Yep, retailers are contaminating Thanksgiving Day by opening up on the actual holiday to tempt deal-aholics to no sooner wipe the turkey drippings off the corners of their mouths then run out the door to hit the sales.
Now, while I defended the month of November as free game for a little pre-Christmas revelry, I do not condone defiling a national holiday specifically instituted as an observance of gratitude in order to promote commercialism.
Since I mostly use store circulars to set under the cat food dish, I didn’t even know this shameful practice was going on until last Thanksgiving.

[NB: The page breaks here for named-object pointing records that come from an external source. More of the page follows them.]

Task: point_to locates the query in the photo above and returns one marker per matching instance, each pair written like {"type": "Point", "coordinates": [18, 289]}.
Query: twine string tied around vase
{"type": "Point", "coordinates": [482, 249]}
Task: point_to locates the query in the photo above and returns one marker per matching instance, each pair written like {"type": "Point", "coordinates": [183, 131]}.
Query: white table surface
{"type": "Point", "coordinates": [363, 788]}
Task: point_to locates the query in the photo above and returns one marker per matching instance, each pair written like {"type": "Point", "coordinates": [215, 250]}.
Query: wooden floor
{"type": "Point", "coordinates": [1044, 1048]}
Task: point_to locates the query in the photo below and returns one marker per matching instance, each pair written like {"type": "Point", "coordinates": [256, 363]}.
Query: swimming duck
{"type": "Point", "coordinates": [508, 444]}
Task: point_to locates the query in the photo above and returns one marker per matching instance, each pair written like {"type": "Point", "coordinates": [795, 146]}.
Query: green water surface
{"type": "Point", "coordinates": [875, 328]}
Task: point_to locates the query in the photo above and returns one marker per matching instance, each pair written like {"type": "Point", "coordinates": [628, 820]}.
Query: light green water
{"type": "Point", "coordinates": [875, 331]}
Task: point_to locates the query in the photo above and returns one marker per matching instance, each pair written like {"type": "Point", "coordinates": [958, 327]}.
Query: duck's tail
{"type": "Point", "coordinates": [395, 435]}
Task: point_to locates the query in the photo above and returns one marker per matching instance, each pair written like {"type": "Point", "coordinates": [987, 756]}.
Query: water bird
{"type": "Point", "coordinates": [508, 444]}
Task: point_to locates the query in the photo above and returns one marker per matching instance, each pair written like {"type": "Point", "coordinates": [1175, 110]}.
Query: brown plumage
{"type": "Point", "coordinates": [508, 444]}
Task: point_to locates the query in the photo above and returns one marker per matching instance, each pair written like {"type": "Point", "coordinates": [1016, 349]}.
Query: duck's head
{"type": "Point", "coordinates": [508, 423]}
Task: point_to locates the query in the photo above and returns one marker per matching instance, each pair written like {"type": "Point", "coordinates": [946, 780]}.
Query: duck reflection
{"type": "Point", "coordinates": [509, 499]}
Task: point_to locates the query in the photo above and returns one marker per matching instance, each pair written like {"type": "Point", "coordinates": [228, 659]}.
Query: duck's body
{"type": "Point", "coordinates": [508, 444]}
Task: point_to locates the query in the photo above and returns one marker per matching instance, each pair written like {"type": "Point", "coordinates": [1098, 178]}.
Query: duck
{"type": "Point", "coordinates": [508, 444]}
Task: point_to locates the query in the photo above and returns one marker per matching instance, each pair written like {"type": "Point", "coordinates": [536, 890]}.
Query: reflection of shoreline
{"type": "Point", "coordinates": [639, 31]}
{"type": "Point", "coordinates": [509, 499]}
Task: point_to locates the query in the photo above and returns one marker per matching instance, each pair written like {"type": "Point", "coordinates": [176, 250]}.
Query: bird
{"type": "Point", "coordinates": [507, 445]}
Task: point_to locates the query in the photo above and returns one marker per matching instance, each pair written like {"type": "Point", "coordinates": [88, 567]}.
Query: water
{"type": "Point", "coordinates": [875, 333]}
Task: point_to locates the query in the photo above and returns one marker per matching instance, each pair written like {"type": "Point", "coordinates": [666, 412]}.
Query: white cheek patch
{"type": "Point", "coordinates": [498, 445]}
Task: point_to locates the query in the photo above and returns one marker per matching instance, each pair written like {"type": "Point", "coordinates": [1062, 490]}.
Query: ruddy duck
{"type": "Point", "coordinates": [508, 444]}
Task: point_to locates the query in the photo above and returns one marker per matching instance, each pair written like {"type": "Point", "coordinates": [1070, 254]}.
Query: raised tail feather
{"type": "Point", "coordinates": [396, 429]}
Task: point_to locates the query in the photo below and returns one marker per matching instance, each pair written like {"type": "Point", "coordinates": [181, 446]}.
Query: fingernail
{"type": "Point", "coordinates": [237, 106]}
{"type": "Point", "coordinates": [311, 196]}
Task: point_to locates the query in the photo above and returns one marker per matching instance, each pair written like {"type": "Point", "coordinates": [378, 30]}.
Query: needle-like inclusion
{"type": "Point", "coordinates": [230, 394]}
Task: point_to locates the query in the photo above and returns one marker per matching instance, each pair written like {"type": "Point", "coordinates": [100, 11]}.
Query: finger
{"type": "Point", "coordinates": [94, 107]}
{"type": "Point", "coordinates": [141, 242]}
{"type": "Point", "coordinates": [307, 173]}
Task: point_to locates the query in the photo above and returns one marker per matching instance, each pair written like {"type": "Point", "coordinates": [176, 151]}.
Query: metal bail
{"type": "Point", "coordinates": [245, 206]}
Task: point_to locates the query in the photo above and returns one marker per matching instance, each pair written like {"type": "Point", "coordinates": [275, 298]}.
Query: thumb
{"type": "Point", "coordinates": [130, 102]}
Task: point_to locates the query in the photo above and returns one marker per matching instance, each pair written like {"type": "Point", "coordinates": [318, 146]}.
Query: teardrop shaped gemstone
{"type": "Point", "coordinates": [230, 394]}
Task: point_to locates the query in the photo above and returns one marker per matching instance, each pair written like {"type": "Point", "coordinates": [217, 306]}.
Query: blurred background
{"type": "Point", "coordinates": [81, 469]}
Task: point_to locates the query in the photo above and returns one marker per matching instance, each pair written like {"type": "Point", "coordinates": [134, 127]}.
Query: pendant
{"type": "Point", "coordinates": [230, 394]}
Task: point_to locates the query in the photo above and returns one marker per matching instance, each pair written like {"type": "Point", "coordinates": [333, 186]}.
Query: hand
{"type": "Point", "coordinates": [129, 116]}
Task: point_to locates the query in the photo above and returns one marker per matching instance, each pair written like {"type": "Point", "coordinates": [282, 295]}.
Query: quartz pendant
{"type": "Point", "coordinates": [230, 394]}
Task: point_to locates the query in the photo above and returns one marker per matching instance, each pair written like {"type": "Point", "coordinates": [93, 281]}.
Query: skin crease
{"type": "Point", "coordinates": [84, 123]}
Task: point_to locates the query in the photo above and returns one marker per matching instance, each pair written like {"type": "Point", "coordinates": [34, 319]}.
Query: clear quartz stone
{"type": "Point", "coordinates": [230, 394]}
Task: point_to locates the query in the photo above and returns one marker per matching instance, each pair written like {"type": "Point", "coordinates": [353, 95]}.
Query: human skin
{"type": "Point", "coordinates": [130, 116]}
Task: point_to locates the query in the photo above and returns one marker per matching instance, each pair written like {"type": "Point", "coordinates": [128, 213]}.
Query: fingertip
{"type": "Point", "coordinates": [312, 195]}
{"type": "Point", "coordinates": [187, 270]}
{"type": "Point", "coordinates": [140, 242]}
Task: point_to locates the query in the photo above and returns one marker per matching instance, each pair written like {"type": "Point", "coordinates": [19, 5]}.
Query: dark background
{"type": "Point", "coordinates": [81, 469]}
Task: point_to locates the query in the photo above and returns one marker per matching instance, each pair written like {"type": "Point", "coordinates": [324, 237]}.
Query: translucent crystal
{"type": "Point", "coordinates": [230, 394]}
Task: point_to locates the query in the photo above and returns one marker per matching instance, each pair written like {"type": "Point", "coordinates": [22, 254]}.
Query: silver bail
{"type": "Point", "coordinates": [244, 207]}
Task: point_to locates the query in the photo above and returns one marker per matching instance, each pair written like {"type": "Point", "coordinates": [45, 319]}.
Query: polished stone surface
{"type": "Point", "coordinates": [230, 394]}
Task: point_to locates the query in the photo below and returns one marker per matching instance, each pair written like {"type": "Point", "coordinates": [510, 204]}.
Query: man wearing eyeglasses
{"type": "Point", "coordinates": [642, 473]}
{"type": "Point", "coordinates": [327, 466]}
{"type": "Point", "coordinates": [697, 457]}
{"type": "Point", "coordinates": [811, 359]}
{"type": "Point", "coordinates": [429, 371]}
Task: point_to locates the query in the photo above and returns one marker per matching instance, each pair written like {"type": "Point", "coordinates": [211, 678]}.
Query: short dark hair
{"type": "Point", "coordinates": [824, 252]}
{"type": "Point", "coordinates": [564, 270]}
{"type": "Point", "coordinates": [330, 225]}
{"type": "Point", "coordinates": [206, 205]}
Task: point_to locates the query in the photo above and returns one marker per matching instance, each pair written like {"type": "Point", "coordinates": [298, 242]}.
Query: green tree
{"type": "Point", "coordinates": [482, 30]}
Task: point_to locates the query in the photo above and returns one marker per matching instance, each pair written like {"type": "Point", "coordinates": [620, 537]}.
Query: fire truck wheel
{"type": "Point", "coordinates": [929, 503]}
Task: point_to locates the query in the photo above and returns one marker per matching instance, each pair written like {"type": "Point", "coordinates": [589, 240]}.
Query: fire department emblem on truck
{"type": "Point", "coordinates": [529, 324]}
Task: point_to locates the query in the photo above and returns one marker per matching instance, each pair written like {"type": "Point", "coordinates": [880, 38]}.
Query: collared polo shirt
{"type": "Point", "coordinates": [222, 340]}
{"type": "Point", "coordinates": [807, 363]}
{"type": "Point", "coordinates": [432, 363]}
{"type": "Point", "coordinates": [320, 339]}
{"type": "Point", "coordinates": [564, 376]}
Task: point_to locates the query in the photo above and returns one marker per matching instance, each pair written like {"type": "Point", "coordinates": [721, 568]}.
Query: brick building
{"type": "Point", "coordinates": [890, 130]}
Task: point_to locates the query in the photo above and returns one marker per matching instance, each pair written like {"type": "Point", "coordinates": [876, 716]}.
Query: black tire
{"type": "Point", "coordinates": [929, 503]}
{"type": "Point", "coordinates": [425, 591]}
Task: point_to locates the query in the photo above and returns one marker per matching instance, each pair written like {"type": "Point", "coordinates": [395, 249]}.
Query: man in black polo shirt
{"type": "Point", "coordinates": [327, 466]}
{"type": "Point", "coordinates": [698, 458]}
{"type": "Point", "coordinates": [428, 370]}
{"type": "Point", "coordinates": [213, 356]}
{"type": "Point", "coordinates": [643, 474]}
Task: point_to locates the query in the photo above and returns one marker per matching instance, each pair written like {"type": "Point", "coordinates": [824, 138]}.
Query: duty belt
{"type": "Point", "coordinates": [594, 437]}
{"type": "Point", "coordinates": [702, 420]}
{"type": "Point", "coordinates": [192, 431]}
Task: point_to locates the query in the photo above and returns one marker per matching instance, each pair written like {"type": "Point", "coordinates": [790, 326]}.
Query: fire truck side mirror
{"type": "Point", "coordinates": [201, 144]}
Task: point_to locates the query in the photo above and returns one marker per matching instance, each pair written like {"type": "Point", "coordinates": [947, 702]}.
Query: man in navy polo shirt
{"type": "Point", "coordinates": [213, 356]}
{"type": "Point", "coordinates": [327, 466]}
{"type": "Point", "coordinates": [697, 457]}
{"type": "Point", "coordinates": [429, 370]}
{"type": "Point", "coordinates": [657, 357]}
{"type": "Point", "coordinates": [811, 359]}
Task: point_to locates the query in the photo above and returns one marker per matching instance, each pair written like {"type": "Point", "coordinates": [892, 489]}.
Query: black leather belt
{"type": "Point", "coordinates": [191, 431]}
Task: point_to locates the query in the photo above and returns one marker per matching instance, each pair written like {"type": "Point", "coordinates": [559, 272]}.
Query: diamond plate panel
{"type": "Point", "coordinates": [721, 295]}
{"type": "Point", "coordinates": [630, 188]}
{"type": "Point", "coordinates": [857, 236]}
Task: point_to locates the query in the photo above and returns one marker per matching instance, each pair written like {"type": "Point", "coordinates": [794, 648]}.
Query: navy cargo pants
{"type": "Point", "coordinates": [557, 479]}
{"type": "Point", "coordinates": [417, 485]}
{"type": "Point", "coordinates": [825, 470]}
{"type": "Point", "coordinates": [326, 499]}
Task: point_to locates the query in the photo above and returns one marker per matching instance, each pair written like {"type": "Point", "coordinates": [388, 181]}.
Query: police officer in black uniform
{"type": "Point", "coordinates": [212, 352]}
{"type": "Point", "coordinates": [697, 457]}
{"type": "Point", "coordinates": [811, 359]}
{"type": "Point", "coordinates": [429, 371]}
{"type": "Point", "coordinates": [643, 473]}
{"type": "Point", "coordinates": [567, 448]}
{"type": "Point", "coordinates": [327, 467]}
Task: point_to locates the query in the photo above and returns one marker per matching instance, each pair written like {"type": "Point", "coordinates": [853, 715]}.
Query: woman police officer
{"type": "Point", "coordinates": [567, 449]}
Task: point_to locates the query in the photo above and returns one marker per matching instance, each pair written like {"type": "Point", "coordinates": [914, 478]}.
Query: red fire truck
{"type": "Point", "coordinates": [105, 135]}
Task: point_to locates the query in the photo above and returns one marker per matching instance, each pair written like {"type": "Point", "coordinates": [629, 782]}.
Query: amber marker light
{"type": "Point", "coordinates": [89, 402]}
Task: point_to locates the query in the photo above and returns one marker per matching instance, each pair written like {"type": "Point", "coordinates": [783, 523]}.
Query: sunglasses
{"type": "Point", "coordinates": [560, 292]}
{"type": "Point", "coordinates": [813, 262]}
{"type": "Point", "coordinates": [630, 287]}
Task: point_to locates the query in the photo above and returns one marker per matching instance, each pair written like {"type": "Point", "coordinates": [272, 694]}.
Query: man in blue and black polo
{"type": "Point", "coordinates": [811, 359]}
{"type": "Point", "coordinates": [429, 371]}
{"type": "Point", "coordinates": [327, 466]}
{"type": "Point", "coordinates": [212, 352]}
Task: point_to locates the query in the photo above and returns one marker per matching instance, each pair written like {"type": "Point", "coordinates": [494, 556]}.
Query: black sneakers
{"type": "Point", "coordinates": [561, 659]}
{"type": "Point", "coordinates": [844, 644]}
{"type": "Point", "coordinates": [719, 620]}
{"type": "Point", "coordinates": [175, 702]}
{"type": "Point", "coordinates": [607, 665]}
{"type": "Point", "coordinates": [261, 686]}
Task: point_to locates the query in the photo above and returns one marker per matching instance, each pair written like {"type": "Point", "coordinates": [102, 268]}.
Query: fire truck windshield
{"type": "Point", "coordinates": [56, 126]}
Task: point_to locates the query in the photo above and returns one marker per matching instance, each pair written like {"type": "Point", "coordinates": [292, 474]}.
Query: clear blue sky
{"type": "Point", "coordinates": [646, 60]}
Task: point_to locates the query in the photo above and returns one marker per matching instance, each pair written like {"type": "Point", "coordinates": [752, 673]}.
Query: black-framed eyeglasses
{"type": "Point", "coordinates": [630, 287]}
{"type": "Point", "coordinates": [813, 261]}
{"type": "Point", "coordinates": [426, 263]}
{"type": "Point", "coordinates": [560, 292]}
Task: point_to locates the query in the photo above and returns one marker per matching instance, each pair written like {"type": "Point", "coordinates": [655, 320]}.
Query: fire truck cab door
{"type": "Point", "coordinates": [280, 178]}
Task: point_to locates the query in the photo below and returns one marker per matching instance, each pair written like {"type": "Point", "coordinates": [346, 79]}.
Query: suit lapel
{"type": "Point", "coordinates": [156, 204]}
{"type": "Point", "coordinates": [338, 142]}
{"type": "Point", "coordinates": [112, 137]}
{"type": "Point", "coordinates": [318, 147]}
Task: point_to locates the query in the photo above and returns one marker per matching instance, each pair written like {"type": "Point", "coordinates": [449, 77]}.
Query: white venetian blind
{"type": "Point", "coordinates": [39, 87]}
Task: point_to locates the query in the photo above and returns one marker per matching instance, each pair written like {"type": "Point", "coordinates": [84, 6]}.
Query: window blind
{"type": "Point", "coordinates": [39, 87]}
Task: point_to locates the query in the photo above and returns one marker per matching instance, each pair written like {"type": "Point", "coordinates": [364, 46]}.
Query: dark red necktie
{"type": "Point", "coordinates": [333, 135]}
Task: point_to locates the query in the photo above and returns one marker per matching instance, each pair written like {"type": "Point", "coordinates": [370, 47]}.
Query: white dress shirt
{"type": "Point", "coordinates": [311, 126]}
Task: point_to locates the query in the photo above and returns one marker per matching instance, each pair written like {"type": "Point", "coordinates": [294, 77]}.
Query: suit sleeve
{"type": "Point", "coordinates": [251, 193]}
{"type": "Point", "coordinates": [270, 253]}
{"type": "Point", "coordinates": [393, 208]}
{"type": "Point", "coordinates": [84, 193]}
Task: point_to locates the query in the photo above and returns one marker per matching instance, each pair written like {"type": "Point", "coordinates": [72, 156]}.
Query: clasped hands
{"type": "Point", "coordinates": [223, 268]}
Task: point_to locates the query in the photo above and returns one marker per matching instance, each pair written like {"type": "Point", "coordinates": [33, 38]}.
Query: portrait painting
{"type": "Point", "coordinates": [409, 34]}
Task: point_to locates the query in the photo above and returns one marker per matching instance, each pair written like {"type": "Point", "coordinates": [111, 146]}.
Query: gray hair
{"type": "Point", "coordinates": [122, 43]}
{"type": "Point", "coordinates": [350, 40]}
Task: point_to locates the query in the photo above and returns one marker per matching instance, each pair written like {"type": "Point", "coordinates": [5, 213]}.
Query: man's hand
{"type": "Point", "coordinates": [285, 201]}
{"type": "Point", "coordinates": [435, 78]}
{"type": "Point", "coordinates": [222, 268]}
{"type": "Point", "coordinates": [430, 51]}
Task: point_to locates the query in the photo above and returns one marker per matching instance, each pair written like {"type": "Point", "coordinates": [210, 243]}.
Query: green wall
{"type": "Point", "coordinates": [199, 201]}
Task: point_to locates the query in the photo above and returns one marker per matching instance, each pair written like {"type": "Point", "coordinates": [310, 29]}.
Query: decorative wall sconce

I do like to go out a bit with my family on Black Friday to experience the holiday excitement, but we’re hardly door busters. We get up about 9:00, have leftover pie for breakfast, then I usually make everyone engage in some post-gluttony penitence exercise in hopes that we can squeeze back into our pants. We clean up and head out the door in time to go eat lunch somewhere, then get to the stores about 1:00 to see if the zealots left anything on the shelves.
We were following this usual ritual last year when my daughters and I ended up in a cute clothing boutique in the early afternoon. A salesgirl pounced on us to tell us about a BOGO holiday deal something-or-other, which would be nice if we ended up finding some things we wanted. Like I said, for us the day is less about bargains and more about atmosphere.
We were trying on a few things, and I came out of the dressing room in a pair of jeans that magically camouflaged anatomical parts I was sure would be permanently expanded by the previous day’s consumption. I was about to speed dial Santa to tell him I’d save him the trouble and just pick up my gift right then, when I noticed the price tag. Ouch.
Really? A flattering cut costs that much more to produce?
A salesgirl came up and said, “Wow, those jeans look great on you!” Then she saw my sticker-shocked face and said, “It’s too bad you weren’t here yesterday when everything in the store was half off.”
I was confused, “Yesterday?”
She explained, “We had an early bird special on Thanksgiving Day. Do you not receive our mailers?”
I answered, “No, but my cats do and if I was a turkey I’d be livid at the cuckoos trying to hijack my day.”
She didn’t get it and I didn’t get the jeans. I left the store disheartened.
I thought back on what I was doing the day before when all these stores opened their doors tempting people away from family, friends and tradition. I was in the thick of a competitive NFL trivia game with my nephews while enjoying a turkey sandwich on a homemade roll with a side of more pie. There’s no deal that could have torn me away from that.
The world doesn’t need another shopping day. What the world needs is a pair of jeans that shape you like Pippa without needing a royal allowance.